Le Musée-Indien de M. Catlin.—Lorsque la civilisation recule partout les bornes de son horison et resserre dans un étroit espace les peuplades nomades et sauvages qui se refusent au joug de la domination européenne, ce n’est pas sans un certain intérêt qu’on visite le Musée Indien de M. Catlin. En voyant la collection du célèbre touriste, l’esprit se refuse à croire que ce soit là l’œuvre d’un seul homme. Et cependant, rien n’est plus vrai. Explorateur hardi, M. Catlin a passé huit années de sa vie à parcourir les Montagnes Rocheuses et les parties les plus reculées de l’Amérique septentrionale; artiste enthousiaste, il a bravé les dangers, supporté les fatigues et les privations de toutes sortes pour mener à bonne fin son audacieuse entreprise. Il a visité les Indiens dans leurs wig-wams; il les a suivis dans leurs chasses; il a étudié leurs mœurs, leurs coutumes, ne se laissant arrêter par aucun obstacle, tenant quelquefois son pinceau d’une main, tandis qu’il conduisait son canot de l’autre.

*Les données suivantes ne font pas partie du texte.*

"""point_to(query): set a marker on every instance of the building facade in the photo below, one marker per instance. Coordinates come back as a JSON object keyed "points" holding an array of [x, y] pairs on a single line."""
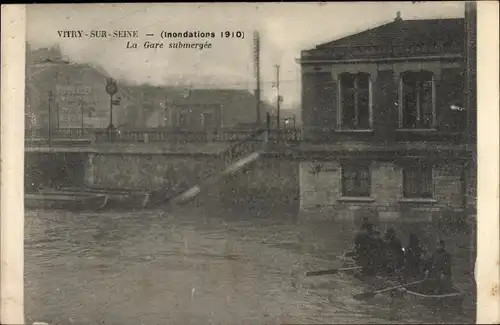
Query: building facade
{"points": [[388, 107], [193, 110]]}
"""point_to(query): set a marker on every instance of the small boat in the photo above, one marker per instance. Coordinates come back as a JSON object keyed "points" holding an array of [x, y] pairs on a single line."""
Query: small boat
{"points": [[65, 201], [118, 199], [415, 293], [163, 196]]}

Aussi, ne nous montrerons nous pas d’une grande sévérité à l’égard de ses tableaux; ce n’est, pour la plupart, que des esquisses faites à grands traits et dont le mérite consiste dans la vérité des costumes et des sites et dans la ressemblance parfaite des portraits, ainsi que l’attestent les certificats les plus flatteurs délivrés au hardi voyageur, sur les lieux mêmes, par des personnes dont la véracité et la compétence ne sauraient être mises en doute.

La collection que M. Catlin a rapportée de ses excursions est d’autant plus curieuse qu’elle est unique en son genre. Elle se compose de plus de cinq cents tableaux représentant des portraits, des paysages, et des scènes de mœurs qui sont comme une histoire descriptive de ces races primitives, que la guerre et la chasse déciment chaque jour, et qui disparaîtront sans doute bientôt de la surface du globe.

Quant à M. Catlin, nous devrons à ses explorations et à sa collection de ne pas voir tomber dans l’oubli les mœurs, les costumes, et la physionomie de ces races, qui dans quelques siècles n’existeront peut-être plus qu’à l’état de souvenir.